Subsummiert haben wir also ein Areal - in Folge meinerseits vermutlich öfter als "Organismus" bezeichnet, in dem den Ansprüchen aller beteiligten Parteien (Mensch, Tier, Pflanze, Luft, Wasser, Mineral) mit konsensualen Mitteln Rechnung getragen sein soll. Zu beachten ist hier eine Momentaufnahme, jene aus 2020, zu welcher diese Biodiversitäts-Vision sich formte (man kann durchaus sagen, im regen Austausch derselben beteiligten Parteien). Sofern man einen Beurteilungsrhythmus etablieren wollen würde, wären hier wohl 7-9 Jahre sinnvoll, kurzfristigere Auswertungen sind eher Beobachtungen eines, sich im Wandel befindenden hochdynamischen Systems, welche wohl wenig mehr denn statistisches Rauschen beizusteuern imstande wären. Als Positiv-Indikator können mit Sicherheit die Populationen von Spinnen, Fröschen ua. Kleintieren gelten.

dh. nach Findungsphase und Organisation der rechtlichen Rahmenbedinungen mit Vorpächter und AMA wird 2020 erstmal die Leithen nur 2x gemäht - tw. nur 1x im Juni, mit dem anfallenden Mähgut + noch eingelagertem Altheu, wird das erste Mulchbeet zum Kartoffelanbau 2021 angelegt. Die Erträge waren vergleichbar mit jenen der maschinell gelegten und gerodeten Vergleichsfläche am darunterliegenden Acker, die Lagerfähigkeit, zumindest in diesem Jahr, auch entschieden besser.

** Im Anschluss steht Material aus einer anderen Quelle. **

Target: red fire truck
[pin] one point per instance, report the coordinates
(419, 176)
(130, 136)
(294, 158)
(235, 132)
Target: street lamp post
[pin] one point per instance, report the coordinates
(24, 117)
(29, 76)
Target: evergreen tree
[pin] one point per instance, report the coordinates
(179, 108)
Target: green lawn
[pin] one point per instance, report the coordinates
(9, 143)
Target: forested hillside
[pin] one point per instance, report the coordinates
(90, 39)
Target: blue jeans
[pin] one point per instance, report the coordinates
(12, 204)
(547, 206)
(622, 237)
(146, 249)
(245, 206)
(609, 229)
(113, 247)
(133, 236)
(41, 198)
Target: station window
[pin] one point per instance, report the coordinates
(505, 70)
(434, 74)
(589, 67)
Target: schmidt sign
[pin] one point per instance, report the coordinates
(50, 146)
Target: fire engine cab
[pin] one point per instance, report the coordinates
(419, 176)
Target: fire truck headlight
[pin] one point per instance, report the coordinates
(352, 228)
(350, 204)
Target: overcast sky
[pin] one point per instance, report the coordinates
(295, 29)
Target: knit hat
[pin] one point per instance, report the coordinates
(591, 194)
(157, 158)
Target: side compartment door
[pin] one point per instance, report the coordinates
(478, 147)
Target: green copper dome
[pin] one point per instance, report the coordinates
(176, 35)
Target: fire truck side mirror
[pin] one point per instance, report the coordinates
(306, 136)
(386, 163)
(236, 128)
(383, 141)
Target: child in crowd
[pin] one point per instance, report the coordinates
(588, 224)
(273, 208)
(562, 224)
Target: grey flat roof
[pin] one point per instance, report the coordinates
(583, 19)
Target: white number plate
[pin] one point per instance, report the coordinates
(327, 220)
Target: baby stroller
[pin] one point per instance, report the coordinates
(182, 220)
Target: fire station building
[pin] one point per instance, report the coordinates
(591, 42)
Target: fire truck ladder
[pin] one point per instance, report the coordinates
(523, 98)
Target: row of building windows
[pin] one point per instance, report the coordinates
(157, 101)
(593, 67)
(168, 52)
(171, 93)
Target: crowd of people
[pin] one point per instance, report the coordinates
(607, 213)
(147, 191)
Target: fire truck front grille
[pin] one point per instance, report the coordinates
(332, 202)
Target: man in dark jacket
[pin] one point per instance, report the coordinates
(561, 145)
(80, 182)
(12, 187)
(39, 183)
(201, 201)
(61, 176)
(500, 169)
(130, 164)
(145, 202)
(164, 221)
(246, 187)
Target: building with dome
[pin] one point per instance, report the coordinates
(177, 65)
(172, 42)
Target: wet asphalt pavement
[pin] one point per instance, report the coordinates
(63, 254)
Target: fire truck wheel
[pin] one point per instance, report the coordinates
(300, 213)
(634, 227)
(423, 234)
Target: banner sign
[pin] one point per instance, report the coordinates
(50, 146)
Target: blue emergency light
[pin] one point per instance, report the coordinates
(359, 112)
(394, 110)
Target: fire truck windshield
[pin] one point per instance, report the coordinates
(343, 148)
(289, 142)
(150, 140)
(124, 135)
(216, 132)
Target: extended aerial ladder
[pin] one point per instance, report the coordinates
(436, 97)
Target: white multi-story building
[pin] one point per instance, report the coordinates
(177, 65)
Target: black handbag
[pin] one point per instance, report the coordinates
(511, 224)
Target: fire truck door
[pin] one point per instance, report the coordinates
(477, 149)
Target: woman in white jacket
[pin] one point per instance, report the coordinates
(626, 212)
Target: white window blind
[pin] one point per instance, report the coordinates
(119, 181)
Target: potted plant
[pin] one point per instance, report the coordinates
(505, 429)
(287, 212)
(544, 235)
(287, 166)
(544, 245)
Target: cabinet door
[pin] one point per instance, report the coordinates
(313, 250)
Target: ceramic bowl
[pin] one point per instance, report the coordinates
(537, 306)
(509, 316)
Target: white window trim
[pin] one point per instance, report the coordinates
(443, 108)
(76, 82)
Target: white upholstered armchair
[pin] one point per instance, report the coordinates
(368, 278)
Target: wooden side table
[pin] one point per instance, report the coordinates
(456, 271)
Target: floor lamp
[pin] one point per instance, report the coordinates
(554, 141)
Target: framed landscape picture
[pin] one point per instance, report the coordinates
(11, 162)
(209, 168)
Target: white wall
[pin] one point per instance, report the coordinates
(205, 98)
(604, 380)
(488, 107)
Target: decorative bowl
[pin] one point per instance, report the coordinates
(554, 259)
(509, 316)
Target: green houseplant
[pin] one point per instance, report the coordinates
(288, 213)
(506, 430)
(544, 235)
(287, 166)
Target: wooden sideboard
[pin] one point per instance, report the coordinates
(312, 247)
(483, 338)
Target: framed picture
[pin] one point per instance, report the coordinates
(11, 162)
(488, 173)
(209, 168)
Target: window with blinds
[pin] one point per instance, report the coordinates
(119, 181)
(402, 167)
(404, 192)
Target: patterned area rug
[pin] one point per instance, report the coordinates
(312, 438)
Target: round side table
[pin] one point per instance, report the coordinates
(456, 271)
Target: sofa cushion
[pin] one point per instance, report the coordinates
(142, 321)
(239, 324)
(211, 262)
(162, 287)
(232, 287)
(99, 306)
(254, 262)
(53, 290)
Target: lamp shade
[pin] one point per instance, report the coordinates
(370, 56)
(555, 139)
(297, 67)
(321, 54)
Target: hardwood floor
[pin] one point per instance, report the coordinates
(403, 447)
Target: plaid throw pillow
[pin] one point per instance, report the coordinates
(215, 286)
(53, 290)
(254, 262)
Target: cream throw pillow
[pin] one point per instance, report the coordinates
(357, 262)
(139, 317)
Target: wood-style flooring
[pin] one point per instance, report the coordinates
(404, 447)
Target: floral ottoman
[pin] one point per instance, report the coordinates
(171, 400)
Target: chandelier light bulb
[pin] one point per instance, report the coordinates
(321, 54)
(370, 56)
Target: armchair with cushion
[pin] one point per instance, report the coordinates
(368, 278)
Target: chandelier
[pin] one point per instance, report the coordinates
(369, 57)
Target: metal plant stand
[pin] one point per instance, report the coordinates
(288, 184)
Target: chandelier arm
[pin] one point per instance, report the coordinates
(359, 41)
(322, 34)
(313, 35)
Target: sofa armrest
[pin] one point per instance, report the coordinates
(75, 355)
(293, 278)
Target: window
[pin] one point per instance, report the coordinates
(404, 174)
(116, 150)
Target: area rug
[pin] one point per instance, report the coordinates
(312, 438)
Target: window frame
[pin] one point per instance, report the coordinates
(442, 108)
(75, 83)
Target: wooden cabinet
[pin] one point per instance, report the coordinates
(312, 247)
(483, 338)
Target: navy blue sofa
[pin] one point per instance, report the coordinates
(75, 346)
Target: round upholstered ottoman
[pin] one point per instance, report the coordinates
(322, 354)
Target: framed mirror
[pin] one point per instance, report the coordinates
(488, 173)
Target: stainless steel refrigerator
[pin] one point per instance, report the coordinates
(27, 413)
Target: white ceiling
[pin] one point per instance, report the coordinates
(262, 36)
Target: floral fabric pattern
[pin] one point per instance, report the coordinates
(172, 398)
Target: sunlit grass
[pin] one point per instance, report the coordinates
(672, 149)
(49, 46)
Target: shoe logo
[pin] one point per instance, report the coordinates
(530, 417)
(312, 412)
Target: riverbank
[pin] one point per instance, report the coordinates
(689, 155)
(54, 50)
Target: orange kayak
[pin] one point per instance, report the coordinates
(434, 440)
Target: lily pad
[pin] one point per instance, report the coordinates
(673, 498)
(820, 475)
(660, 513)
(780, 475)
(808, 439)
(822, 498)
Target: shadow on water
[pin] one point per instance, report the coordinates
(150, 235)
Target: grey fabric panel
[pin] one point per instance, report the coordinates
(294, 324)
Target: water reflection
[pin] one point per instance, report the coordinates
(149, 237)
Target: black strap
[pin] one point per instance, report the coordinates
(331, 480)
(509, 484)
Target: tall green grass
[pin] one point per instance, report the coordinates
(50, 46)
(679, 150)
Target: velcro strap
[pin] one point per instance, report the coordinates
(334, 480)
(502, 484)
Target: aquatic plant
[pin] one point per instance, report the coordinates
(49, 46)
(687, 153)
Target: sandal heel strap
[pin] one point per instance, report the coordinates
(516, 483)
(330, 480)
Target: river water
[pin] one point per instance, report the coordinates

Im Herbst 2021 werden Obstbäume am Hang gepflanzt, um hier den Übergang zur (mageren) Streuobstwiese einzuleiten. Der Hang wird 2x jährlich händisch (hauptsächlich Sense, tw. Einmann-Balkenmäher) gemäht, das Heu wird für Mulch am Areal verwendet (Nähstroffkreislauf). Altbaumbestände werden erhalten, zu nennen hier (von Nord nach Süd) im Rainbereich zur oberhalb liegenden Wiese (die aus meiner Sicht organisatorisch als absolut stimmige Erweiterung des Areals zum Waldanschluss sich anschmiegt, das nur so nebenher in Richtung des Landlords schielend) der knorrige kleine Holzapfel (glaub ich), junge Nuss nebst altehrwürdiger Kirsche, junge Eiche und, in der künftigen Streuobstwiese, die auch langjährig ansässige Vogelkrische. In letztere fände ich gut, eine Schattenbank an der Ostseite zu installieren.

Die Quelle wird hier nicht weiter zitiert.